|Slide Show 4
The Membrane-skeleton fence and anchored transmembrane-protein picket models shown in the Slide Shows 1 and 2 have now a strong support from the results of electron tomography of the membrane skeleton, shown in this Slide Show 4. Here, we show that the compartment size observed for phospholipids and proteins agree well with the mesh size of the membrane skeleton right on the cytoplasmic surface of the plasma membrane. To determine the mesh size just on the cytoplasmic surface, conventional electron microscopy was insufficient, and we have applied recently developed electron tomography technology to the plasma membrane specimen, prepared from the ripped-off membrane samples, which were then rapidly frozen, deeply-etched, and platinum replicated.

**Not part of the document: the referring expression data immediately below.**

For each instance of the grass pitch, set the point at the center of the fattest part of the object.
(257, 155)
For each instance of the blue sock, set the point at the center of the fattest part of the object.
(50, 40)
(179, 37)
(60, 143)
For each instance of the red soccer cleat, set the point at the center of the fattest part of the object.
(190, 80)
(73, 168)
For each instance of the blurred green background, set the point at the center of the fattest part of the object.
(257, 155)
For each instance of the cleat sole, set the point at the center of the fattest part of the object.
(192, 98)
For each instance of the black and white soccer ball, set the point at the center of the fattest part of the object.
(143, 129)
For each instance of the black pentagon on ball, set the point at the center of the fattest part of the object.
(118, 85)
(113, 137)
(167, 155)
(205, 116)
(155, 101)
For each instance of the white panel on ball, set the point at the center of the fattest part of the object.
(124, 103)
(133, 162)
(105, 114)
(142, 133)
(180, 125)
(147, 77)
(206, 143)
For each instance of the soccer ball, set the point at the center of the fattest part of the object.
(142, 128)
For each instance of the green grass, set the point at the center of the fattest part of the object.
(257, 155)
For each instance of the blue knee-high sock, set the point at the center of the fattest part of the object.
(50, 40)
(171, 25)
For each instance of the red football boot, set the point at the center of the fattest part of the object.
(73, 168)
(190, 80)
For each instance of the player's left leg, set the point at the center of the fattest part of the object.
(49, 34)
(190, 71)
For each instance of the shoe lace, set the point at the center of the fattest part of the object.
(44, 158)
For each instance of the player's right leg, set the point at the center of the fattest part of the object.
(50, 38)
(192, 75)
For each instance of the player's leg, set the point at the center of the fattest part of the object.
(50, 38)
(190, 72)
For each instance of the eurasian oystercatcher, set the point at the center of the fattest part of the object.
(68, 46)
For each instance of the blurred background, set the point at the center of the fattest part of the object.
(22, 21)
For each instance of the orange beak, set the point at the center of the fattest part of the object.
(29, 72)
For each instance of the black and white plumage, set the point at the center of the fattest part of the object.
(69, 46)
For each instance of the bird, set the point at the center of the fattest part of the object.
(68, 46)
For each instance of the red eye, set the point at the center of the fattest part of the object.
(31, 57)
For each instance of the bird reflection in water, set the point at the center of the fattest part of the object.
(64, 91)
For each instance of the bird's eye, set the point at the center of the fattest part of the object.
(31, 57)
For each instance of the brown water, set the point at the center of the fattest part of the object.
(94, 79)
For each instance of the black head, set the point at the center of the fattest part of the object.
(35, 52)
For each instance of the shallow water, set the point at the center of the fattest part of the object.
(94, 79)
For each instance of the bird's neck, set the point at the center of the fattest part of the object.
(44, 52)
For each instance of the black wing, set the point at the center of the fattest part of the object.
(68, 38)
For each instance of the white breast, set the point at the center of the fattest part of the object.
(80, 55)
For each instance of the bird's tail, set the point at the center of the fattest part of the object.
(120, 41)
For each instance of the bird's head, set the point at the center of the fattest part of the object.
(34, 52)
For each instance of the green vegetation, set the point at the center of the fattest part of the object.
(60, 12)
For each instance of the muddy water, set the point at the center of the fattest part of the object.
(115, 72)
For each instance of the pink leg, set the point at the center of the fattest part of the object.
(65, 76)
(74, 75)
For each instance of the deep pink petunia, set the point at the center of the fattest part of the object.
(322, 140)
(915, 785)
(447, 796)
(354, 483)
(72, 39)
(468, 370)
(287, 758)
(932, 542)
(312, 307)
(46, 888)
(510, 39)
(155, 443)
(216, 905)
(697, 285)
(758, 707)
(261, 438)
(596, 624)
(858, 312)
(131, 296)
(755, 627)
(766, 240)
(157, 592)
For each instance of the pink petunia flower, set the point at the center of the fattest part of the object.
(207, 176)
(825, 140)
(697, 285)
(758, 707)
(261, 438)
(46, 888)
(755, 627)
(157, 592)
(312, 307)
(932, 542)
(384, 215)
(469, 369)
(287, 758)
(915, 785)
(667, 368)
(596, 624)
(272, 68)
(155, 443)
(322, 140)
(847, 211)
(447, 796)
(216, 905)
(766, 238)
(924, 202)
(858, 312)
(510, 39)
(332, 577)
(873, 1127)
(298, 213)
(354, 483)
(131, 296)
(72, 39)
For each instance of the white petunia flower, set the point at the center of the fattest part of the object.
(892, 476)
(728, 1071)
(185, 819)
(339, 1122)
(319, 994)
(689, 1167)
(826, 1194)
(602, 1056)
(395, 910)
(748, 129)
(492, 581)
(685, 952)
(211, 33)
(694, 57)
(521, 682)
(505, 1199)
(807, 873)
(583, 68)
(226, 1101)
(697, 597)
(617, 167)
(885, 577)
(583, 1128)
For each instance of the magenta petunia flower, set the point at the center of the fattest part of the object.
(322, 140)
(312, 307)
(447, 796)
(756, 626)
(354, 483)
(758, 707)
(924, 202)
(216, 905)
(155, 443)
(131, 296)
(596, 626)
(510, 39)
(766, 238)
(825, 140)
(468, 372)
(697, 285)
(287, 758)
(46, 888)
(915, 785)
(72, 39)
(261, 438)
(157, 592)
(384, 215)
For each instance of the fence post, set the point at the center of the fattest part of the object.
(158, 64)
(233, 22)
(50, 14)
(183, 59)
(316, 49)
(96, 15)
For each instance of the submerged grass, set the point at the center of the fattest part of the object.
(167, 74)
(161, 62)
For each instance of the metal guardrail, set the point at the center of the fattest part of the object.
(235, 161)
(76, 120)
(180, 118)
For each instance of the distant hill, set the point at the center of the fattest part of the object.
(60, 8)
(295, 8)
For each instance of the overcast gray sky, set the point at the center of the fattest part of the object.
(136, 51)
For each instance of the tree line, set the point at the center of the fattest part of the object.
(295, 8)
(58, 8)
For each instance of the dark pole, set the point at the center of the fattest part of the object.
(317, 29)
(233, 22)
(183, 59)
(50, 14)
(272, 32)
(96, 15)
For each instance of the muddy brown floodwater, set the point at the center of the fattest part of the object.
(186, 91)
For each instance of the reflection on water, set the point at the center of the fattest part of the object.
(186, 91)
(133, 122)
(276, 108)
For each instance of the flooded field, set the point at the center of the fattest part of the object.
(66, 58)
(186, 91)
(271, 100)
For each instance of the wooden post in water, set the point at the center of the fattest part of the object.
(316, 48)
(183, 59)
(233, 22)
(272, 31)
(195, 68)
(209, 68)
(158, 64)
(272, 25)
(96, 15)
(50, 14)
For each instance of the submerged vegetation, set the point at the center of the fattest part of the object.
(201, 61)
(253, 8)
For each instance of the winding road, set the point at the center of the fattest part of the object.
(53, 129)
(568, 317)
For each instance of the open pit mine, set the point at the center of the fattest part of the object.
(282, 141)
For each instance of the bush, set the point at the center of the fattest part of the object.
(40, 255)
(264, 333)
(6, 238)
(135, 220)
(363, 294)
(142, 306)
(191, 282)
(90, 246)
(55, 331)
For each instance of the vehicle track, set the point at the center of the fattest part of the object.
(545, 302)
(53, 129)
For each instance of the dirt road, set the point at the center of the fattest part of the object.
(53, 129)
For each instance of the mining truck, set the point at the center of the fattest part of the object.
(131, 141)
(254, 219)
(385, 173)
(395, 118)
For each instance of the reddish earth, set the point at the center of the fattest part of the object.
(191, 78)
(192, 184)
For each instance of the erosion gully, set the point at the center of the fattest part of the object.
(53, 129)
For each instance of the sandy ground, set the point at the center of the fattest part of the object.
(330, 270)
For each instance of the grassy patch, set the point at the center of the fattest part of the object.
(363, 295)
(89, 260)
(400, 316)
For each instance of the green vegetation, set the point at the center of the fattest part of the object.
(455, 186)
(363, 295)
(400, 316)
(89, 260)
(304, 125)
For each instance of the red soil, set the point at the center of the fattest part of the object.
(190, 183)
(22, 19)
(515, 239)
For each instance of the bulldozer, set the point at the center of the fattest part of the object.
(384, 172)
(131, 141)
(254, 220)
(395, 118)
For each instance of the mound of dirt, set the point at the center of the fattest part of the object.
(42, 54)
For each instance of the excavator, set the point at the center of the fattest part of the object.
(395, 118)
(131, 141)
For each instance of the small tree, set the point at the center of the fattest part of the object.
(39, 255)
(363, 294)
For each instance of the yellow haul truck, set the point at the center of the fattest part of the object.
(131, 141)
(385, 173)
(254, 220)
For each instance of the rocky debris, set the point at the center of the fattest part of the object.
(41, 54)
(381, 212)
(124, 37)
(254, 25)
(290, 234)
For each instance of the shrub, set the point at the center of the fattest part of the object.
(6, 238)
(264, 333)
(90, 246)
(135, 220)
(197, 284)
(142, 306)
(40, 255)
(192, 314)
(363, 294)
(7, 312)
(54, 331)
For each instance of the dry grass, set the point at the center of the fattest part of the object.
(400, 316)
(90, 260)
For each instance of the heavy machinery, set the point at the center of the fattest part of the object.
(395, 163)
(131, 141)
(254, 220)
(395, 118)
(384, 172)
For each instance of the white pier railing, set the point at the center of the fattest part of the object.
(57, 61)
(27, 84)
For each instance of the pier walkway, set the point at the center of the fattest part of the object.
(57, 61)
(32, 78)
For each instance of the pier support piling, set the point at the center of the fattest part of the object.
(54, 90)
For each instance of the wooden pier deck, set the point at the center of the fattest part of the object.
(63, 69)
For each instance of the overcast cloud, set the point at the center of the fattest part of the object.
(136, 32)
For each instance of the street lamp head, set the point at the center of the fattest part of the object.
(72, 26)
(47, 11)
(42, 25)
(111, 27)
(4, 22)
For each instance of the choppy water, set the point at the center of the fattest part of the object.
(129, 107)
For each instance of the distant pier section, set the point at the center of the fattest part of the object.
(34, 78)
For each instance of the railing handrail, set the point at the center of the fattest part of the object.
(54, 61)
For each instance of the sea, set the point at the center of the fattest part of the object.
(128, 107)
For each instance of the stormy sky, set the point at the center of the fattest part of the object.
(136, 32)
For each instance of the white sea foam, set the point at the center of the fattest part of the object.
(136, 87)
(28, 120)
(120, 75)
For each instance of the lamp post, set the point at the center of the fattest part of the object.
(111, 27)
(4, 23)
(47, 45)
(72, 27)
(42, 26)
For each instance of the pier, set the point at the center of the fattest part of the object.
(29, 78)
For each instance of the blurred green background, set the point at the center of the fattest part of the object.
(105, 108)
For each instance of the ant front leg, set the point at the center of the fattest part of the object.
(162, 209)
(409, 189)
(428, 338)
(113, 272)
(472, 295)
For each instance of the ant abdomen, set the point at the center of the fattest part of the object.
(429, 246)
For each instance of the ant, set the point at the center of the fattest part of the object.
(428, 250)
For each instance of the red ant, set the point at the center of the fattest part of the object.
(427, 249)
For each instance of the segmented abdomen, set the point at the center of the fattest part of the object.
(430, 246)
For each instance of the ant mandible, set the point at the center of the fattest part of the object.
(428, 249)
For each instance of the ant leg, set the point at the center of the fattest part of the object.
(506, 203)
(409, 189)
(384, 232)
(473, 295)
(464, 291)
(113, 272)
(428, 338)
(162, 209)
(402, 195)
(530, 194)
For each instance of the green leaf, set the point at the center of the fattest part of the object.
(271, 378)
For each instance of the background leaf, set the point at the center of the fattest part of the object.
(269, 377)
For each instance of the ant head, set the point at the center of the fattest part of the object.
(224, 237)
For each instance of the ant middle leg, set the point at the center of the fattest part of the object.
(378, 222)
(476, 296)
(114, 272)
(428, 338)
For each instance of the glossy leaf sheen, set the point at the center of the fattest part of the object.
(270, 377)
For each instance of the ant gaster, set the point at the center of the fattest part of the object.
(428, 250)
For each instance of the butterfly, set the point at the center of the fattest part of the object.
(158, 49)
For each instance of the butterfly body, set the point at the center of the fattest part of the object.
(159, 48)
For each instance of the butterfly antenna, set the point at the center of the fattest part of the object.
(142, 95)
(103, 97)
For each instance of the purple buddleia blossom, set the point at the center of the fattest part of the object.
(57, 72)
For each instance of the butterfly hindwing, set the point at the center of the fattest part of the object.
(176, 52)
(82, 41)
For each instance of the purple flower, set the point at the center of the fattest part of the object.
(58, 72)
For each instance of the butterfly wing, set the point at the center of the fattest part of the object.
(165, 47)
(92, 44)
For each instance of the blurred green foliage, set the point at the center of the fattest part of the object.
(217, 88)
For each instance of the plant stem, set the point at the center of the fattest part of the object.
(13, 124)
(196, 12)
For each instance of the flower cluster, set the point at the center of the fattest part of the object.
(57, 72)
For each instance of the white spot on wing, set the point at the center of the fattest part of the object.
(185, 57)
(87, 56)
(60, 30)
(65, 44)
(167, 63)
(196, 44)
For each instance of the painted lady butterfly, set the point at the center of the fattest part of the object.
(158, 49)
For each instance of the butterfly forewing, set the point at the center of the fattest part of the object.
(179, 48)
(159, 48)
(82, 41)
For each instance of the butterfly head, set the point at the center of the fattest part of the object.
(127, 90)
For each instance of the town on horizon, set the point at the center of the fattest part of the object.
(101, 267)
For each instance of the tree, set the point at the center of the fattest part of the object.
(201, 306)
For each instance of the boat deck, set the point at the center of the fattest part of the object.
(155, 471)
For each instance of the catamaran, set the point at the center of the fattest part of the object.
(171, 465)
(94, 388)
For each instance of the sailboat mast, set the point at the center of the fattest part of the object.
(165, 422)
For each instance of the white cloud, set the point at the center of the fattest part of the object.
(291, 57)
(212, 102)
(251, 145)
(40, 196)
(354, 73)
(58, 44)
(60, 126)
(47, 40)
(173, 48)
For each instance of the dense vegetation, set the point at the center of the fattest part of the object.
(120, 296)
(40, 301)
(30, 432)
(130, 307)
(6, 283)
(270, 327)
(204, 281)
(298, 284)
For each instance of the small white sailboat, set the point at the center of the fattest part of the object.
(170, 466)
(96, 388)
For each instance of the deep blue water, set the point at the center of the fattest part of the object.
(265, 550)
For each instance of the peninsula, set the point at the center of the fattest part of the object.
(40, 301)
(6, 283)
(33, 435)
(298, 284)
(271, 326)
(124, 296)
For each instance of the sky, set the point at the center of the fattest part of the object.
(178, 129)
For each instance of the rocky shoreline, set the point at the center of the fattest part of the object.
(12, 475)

This slide show is based on the presentation given by Nobuhiro Morone, who is now Group Leader at the National Center for Neurology and Psychiatry (Kodaira city near Tokyo; his mail address is available upon request to us) in various occasions. The main part of this presentation has been published in The Journal of Cell Biology (174, 851-862, 2006). One of his results appeared on the cover page of the journal (shown below), and the Journal was kind enough to attach the 3D viewing glasses to the distributed book form of the journal. This work is also introduced in the gIn This Issueh section of the Journal, by an editorial staff, Nikki LeBrasseur.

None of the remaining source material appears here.